No esperaba otra cosa, ya que era enemiga declarada de Nabur, caudillo de la facción cristiana del reino.

—Un gesto espontáneo de apoyo por parte de mis hombres —dije desentendiéndome, y Arturo rió.

Fue una comida agradable. Pocas ocasiones se me presentaban de estar a solas con Arturo y Ginebra, pero en esos contados momentos siempre comprobaba que ella le hacia feliz. Ginebra poseía un ingenio punzante del que Arturo carecía, aunque le gustaba, y usábalo con mesura, pues así lo prefería Arturo. Lisonjeaba a Arturo, mas también se prodigaba en buenos consejos. La constante disposición de Arturo a creer siempre lo mejor de los demás necesitaba la compensación del escepticismo de su esposa. Ginebra no parecía haber envejecido desde la última vez en que la viera tan de cerca, aunque sus ojos verdes de cazadora quizás habían adquirido una nueva sagacidad. No percibí signo alguno de su estado, el vestido verde claro caía liso sobre su vientre, ceñido con un cordón con borlas de oro a modo de cinto holgado. Llevaba al cuello la insignia del ciervo y la luna, por debajo del collar sajón con gruesos rayos de sol que Arturo le enviara desde Durocobrivis. Habíalo recibido con desdén cuando se lo presenté en su día, pero en ese momento lo llevaba con orgullo.

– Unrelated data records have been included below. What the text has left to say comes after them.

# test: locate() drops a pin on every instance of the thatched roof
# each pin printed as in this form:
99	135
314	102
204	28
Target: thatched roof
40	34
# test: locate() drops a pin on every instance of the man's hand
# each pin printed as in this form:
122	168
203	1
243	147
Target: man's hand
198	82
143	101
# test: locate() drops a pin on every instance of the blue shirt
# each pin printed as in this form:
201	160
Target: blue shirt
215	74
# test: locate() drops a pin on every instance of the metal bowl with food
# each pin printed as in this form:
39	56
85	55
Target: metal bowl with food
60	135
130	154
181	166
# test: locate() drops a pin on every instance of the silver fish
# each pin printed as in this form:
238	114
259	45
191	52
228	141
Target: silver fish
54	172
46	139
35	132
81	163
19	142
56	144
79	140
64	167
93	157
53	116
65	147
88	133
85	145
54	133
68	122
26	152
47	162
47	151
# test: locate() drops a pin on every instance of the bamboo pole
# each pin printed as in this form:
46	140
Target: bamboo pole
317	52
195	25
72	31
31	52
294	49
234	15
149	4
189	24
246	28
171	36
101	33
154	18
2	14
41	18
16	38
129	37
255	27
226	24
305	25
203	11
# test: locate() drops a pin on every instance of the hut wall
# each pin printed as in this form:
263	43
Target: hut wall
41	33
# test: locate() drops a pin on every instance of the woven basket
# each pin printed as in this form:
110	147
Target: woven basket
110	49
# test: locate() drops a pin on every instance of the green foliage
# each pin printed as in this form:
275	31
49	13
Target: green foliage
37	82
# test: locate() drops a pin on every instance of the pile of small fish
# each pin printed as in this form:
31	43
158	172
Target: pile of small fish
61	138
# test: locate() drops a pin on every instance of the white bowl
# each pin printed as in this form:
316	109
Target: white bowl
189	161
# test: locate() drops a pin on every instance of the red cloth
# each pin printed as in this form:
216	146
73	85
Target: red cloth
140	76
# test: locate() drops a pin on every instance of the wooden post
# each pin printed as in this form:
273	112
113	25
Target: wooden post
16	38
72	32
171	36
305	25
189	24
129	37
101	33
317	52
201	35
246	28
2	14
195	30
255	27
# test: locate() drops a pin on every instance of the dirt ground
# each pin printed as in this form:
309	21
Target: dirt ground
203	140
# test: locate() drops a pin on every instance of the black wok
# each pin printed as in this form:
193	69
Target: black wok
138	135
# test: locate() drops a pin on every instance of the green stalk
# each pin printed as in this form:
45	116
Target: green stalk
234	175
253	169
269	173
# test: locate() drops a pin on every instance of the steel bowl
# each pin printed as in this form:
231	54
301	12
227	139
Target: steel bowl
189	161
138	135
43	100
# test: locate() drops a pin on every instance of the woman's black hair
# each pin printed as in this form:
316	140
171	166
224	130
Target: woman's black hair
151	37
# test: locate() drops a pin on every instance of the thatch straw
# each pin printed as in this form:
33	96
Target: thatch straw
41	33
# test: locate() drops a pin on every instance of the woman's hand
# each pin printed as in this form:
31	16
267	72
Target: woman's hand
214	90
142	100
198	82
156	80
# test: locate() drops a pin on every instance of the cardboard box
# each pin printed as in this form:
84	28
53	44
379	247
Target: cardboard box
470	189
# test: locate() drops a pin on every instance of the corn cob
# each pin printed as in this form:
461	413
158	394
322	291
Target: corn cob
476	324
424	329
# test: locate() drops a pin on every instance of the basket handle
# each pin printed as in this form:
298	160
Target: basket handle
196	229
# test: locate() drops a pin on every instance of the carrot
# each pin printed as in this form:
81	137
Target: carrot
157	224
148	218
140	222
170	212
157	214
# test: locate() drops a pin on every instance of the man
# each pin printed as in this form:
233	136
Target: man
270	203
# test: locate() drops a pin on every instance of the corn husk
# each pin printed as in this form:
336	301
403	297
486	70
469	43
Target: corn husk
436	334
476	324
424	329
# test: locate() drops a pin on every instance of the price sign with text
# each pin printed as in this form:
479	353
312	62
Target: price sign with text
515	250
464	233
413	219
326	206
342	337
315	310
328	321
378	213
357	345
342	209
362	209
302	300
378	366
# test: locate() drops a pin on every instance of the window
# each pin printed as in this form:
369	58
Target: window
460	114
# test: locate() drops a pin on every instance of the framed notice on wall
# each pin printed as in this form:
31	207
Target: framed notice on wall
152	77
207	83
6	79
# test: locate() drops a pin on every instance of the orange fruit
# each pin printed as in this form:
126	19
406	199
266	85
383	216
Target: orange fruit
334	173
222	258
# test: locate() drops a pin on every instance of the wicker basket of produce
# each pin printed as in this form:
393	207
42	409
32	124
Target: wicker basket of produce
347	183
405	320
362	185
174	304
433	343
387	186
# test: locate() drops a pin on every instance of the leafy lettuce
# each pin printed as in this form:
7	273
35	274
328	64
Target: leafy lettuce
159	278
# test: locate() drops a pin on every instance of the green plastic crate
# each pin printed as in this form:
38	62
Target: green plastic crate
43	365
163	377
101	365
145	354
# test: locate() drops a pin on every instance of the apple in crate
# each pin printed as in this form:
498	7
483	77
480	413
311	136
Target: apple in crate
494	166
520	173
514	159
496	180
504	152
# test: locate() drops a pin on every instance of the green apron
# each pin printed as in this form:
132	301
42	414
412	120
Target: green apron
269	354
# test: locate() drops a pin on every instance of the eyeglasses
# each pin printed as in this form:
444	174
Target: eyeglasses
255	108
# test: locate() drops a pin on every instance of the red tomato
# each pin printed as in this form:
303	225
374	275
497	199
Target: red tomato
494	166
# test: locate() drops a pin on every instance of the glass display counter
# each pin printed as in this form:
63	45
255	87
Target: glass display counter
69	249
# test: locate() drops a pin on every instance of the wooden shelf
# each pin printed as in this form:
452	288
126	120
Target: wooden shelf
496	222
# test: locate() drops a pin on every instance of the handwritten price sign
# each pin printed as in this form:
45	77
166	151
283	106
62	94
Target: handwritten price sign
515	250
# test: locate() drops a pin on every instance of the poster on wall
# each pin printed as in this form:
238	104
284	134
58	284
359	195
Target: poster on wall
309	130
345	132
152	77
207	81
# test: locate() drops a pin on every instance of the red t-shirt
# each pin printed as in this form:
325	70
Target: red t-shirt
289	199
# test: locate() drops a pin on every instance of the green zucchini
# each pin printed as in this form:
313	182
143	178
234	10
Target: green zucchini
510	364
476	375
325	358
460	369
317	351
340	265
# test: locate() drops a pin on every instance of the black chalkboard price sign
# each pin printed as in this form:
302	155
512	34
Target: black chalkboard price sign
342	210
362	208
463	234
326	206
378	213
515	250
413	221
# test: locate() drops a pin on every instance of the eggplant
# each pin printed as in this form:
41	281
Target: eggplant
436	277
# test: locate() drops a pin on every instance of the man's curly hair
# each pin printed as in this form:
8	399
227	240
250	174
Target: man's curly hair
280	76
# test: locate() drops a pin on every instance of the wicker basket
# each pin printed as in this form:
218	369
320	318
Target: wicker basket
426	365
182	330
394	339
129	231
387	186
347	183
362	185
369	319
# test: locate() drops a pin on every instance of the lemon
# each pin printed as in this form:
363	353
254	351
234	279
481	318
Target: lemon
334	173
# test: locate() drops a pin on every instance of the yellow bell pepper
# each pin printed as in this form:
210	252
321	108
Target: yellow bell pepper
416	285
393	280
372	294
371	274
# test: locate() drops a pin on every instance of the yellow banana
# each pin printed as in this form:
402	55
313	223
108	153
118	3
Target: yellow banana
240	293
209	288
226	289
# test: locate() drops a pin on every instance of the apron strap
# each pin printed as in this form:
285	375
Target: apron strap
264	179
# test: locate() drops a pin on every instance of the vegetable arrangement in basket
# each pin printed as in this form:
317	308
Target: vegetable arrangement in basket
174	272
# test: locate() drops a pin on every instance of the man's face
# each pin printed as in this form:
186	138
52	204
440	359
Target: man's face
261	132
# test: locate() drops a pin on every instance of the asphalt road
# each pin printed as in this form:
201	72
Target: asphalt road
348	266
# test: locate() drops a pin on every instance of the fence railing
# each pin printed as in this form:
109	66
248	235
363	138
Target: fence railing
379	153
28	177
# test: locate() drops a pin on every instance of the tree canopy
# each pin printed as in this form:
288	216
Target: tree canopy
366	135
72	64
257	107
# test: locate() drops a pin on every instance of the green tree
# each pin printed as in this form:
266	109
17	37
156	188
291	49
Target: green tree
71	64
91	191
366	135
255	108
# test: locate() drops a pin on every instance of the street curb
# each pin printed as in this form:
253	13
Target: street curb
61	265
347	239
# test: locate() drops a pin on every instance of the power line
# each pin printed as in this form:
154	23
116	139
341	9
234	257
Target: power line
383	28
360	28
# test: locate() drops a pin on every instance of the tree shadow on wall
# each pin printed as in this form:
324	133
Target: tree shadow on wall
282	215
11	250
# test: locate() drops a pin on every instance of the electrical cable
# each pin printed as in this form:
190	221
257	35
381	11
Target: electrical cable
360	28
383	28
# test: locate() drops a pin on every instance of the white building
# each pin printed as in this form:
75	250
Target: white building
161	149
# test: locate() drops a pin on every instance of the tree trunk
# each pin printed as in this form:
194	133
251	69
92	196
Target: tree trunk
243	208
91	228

Durante la comida conversamos sobre asuntos triviales. Arturo deseaba saber por qué los mirlos y los tordos dejaban de cantar en verano, mas ninguno conocíamos la respuesta, ni por qué los vencejos y las golondrinas desaparecían en invierno, aunque en una ocasión Merlín me contó que viajaban hasta una gran cueva en las tierras agrestes del norte, donde permanecían durmiendo entre grandes montones de plumas hasta la primavera. Ginebra me hizo hablar de Merlín y le prometí por mi vida que el druida había regresado a Britania.

—Ha ido a la isla de los Muertos —le dije.

—¿Dónde dices que ha ido? —preguntó Arturo horrorizado.

Referí lo sucedido con Nimue y agradecí a Ginebra sus esfuerzos por librar a mi amiga de la venganza de Sansum.